Shearing time: She’s a lamb once more. Reborn.
As we drive up the track, the noise becomes deafening. Five hundred shaggy ewes rounded up off the hill bleating to their trim coated lambs to stay close to mother while these pesky humans do something strange and possibly unwelcome to them on this high summer morning with the sun beating down and the dust rising from the yard in choking waves.
Ted and I have pulled up in the truck at a tricky moment. John, Darren, Louis, Spence – all stretched out in a line willing these stubborn animals to keep their annual appointment with the travelling barber. The sheep are in limbo – half way between their field and the holding area where they’ll need to wait in line for their turn. We are trying to persuade them to come out of the sunlight and go into the far end of the long dark barn. They don’t want to go. One makes a break for it back towards the field and the others, emboldened by her spirit, gallop after them. Back to square one.
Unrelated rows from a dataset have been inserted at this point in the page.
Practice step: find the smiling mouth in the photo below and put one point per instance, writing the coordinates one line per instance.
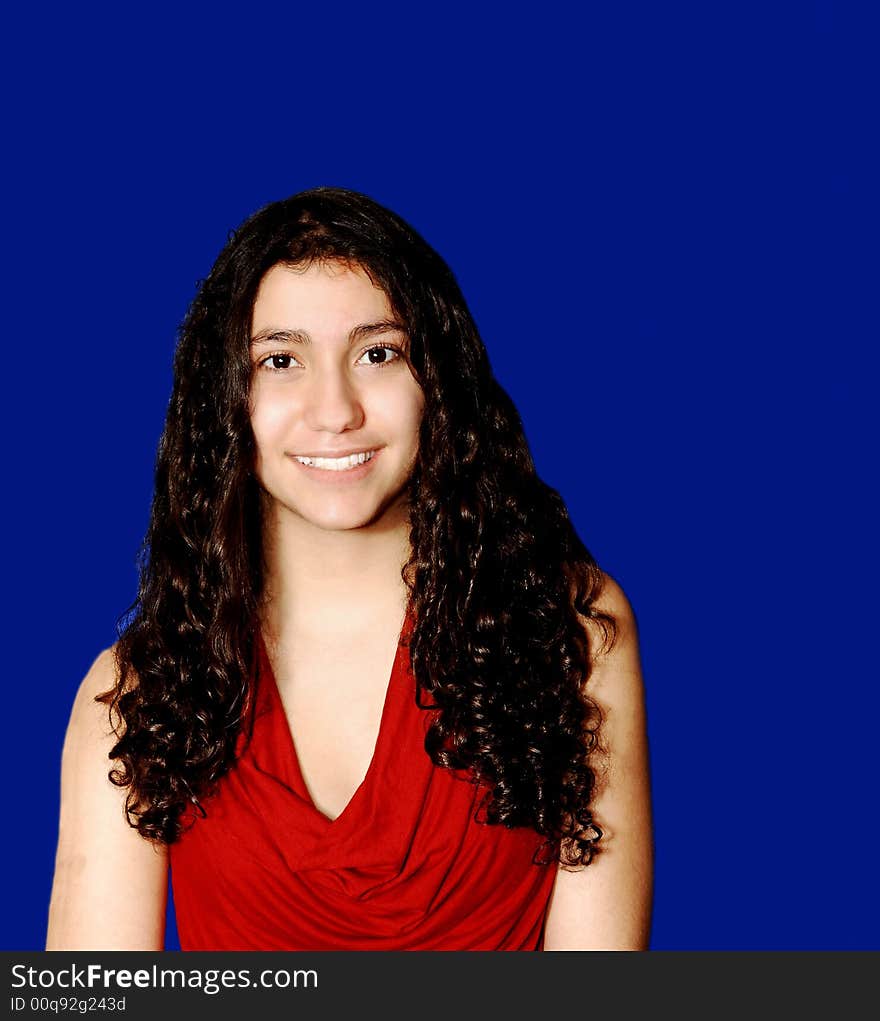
(337, 464)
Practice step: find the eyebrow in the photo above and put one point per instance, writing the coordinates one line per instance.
(361, 332)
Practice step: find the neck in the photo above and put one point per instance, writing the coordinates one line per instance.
(333, 583)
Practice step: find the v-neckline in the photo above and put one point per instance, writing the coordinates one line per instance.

Another five minutes while the sheepdogs round them all up again, snapping and growling at their heels and finally we’re back to where we were. Ted and I join the human chain to keep them from breaking away once more. For four long minutes we all stand there just feet from the line of sheep, inching forward, willing the sheep to move into the shed. The sheep eye us, defiant. The dogs run the line impatiently, patrolling like sentries, rounding up the odd straggler that dares to try its luck. One ewe catches my eye. She is quivering with nerves and fear but she has her two lambs clustered round her and each time a sheepdog comes near she stamps her foot and lunges at this wolf that threatens them. My eyes prickle at her bravery.
And suddenly they give way, the tension breaks, and they’re streaming into the barn and their new temporary pen and one by one they’re climbing the trailer in a long queue for their turn with the clippers. Sat on their bottoms they’re entirely passive as their fleeces are expertly shaved away. Do they remember the whole experience from last year? Do they suddenly recall the exquisite sense of freedom from that itchy scratchy woolly jacket – their great friend in winter, their great enemy in high summer?
Released, shaven sparkling white, a ewe trots a few paces away from the shearer and then stands, confused, suddenly alone, an individual outside her flock. And then she spots the hill ahead. Her field. She trots on, starts to run, and as she breaks into the light she jumps high into the air, vaulting the shadow of the barn. Again and again she bounds, forgetting the udder swinging between her legs and the responsibilities of single parenthood. She’s a lamb once more. Reborn.